Protezione, potenziale di invecchiamento, e composti volatili
Alcuni studi hanno evidenziato che la SO2 non solo ha un’azione antiossidante, contribuendo al potenziale di invecchiamento di un vino, ma contribuisce anche alla formazione di alcuni composti volatili a causa dell’elemento “zolfo” nella formula SO2 (Biossido di zolfo, appunto).
Si ritiene che nel Sauvignon Blanc la formazione ed il rilascio di Tioli (i componenti aromatici responsabili dei sentori di passion fruit, pomodoro e asparago, tipici del vitigno) siano influenzati dalla presenza di zolfo, infatti tendono a essere minori per i Sauvignon Blanc prodotti con uso del legno (quindi grande influenza da parte dell’ossigeno) e poca SO2.
Ma non solo, a parte i componenti aromatici propri dell’uva, nella vinificazione in riduzione, l’uso della SO2 influisce anche sui cosiddetti sentori minerali. Infatti una delle reazioni legate alla presenza di zolfo (connesso al metabolismo dei lieviti in assenza di ossigeno) è proprio la produzione di solfato di idrogeno (H2S) che è responsabile del “famoso” sentore minerale. Ci sono diversi fattori che influiscono sulla produzione di H2S: carenza di azoto nel terreno, carenza di nutrienti per i lieviti in fase di fermentazione, maturazione in riduzione, gestione dell’OTR (oxigen transmission rate) in fase di imbottigliamento.
Ecco dimostrato che i solfiti, o meglio l’anidride solforosa, hanno ben due grandi meriti: svolgere funzioni importanti di protezione dall’ossidazione e dal degrado microbiotico, e arricchire il vino con composti volatili che donano freschezza e complessità.
Da cosa deriva il mio mal di testa?
Studi hanno dimostrato che si tratta di una combinazione di cause, più probabilmente ascrivibili all’alcol ex se e a un gruppo di composti chiamati ammine biogene (BA).

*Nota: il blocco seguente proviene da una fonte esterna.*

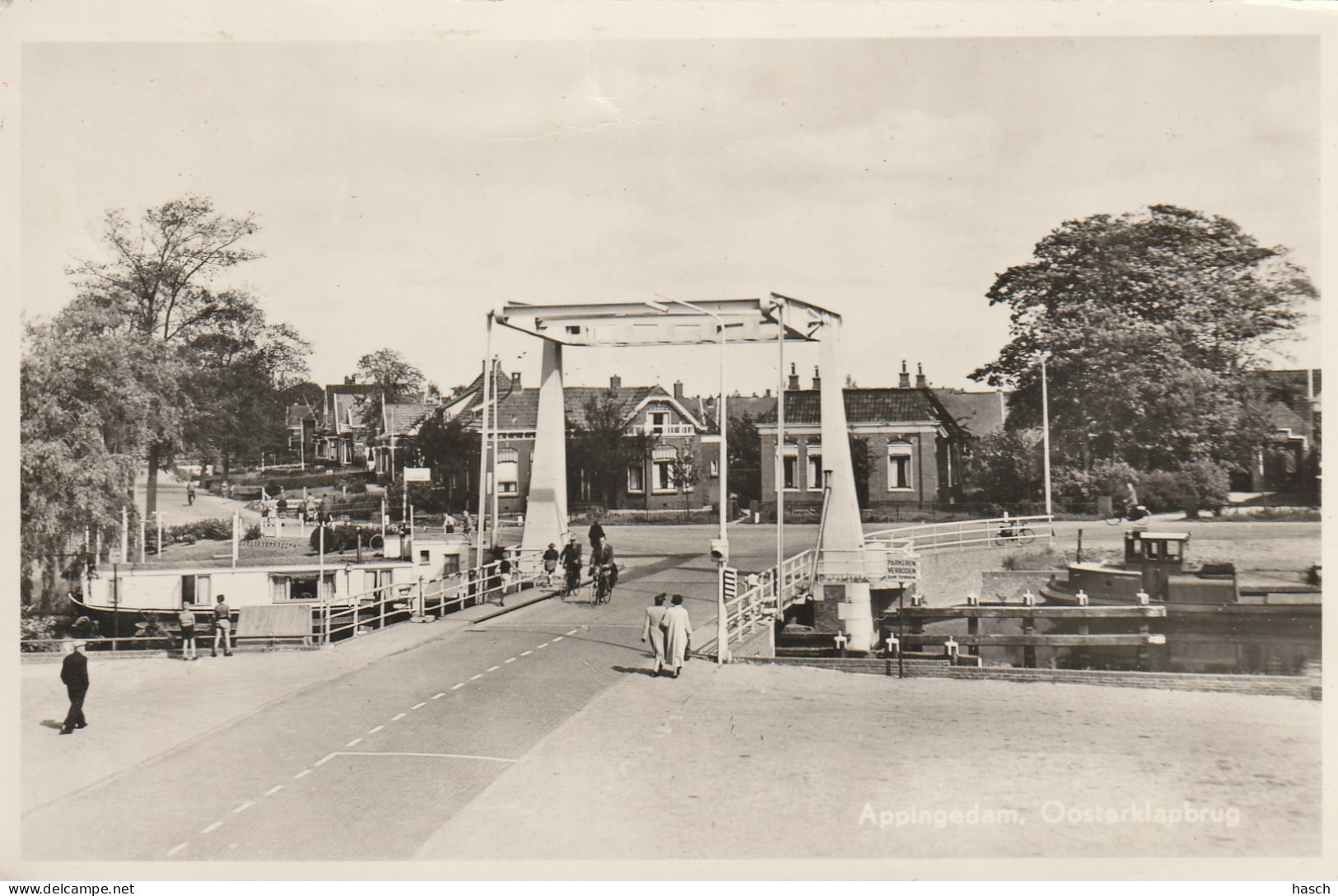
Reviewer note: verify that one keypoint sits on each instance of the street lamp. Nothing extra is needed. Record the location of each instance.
(1045, 430)
(720, 550)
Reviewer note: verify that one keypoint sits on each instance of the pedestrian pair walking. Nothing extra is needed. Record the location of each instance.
(669, 632)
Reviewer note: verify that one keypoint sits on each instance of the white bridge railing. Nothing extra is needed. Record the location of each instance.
(1002, 531)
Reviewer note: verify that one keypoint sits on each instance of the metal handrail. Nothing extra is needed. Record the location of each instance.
(963, 534)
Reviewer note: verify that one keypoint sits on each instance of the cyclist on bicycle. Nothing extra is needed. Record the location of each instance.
(571, 559)
(601, 561)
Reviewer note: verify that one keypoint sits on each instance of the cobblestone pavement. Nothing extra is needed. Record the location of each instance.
(370, 764)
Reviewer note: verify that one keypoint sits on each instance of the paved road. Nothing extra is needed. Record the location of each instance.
(175, 510)
(370, 765)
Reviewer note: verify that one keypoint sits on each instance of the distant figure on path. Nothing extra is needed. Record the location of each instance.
(678, 634)
(188, 630)
(222, 626)
(652, 630)
(74, 673)
(550, 563)
(595, 534)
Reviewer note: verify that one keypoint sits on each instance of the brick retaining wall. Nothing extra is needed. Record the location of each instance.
(1301, 686)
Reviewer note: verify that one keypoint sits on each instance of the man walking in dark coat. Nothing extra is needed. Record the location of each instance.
(74, 673)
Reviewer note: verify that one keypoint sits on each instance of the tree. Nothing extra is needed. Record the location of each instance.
(394, 377)
(862, 464)
(158, 289)
(1149, 323)
(597, 446)
(242, 370)
(684, 474)
(744, 459)
(453, 452)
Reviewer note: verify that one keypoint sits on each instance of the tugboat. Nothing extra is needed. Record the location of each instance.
(1155, 563)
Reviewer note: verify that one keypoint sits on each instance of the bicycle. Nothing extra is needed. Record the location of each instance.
(1014, 535)
(1138, 516)
(601, 586)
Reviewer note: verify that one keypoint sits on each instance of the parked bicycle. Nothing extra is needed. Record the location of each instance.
(601, 586)
(1138, 516)
(1013, 534)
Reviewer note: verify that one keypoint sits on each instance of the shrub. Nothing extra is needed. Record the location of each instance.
(38, 626)
(217, 530)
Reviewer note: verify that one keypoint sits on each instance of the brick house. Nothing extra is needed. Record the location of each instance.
(648, 411)
(916, 447)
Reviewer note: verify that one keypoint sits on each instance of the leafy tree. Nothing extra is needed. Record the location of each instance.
(453, 452)
(394, 377)
(862, 464)
(242, 371)
(744, 459)
(158, 287)
(1151, 323)
(597, 446)
(684, 474)
(1005, 467)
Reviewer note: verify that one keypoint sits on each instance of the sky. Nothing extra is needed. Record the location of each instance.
(403, 189)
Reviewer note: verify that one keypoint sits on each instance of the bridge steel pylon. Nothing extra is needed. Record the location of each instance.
(674, 324)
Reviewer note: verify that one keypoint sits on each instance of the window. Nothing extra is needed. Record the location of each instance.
(790, 467)
(509, 471)
(899, 467)
(194, 589)
(661, 469)
(815, 467)
(303, 586)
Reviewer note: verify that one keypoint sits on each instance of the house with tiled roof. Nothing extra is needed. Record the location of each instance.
(398, 430)
(914, 443)
(674, 431)
(340, 435)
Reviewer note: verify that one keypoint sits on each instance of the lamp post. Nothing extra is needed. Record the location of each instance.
(1045, 431)
(721, 548)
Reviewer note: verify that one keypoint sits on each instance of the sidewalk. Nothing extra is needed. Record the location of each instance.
(768, 763)
(139, 709)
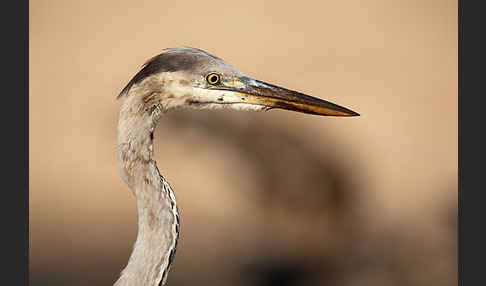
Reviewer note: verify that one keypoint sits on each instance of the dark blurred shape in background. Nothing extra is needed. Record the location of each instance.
(273, 198)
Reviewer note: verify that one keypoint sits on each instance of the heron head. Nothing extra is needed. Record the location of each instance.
(187, 77)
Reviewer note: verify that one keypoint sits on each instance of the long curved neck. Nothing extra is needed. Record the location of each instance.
(158, 219)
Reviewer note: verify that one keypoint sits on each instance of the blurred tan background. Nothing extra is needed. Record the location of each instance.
(275, 198)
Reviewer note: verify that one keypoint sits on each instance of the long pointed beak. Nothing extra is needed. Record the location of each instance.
(265, 94)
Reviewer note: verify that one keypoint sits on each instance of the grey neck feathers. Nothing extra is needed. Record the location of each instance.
(158, 219)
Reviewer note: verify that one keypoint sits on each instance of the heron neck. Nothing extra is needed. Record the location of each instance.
(158, 220)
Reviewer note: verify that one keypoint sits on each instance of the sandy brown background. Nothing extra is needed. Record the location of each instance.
(275, 198)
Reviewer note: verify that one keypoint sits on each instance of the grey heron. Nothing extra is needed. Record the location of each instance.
(181, 78)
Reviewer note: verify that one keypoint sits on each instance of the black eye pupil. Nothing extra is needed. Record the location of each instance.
(213, 79)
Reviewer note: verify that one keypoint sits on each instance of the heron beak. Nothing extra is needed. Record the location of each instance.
(264, 94)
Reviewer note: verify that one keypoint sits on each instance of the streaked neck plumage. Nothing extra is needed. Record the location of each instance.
(158, 219)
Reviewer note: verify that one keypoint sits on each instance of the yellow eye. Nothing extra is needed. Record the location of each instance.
(213, 78)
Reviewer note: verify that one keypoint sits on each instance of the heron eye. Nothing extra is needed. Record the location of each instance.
(213, 78)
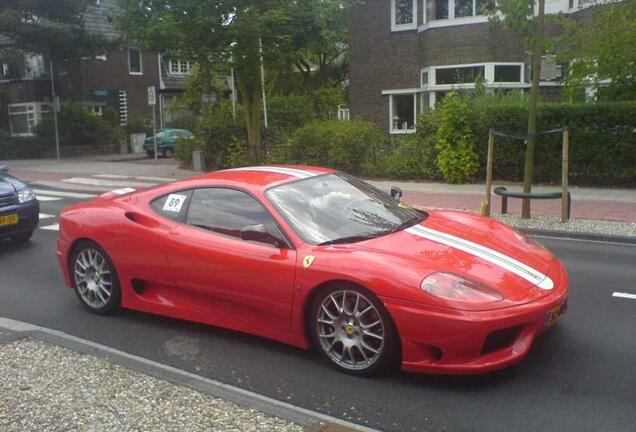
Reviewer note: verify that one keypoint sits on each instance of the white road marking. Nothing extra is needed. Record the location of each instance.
(46, 198)
(624, 295)
(58, 193)
(123, 177)
(108, 183)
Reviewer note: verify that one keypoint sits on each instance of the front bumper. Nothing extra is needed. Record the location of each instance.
(28, 216)
(446, 341)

Sono molecole organiche contenenti azoto e svolgono funzioni biologiche. Sono prodotti da decarbossilazione degli amminoacidi da parte di enzimi durante il metabolismo di lieviti e batteri. L’istamina è la più nota, e può essere tossica in certi casi.
Normalmente, il nostro corpo metabolizza le BA e ce ne liberiamo. Ma se gli enzimi coinvolti nella digestione delle BA vengono inibiti, dall’alcol per esempio, o i livelli nel corpo sono eccessivi, allora possono causare mal di testa, rossori alla pelle, reazioni allergiche e respiratorie.
Non esistono livelli legali entro i quali produrre i vini, ma inizia ad aumentare la richiesta di livelli standard tra produttori/imbottigliatori.
Produrre vini con ammine biogene basse è possibile controllando la microflora indigena.
L’uso di SO2, o di alternative come Pulcherrima Metschinkowa, all’arrivo per minimizzare la popolazione batterica, temperature basse, raccogliere con pH relativamente più bassi, aiutare la MLF (se desiderata) con batteri selezionati di modo che sia veloce e sicura, e utilizzare SO2 (o Chitosano) per eliminare i batteri residui possono essere alcuni dei rimedi.
Sophie Parker Thomson MW ha pubblicato il suo RP dimostrando che la produzione di vini poco interventisti può far aumentare la produzione di BA per via del processo: macerazioni lunghe, contatti prolungati sulle fecce, lieviti e batteri indigeni, nessuna filtrazione finale. Il suo paper mostra come anche un intervento minimo di controllo attraverso l’uso di SO2 può far diminuire il rischio di produzione BA considerevolmente.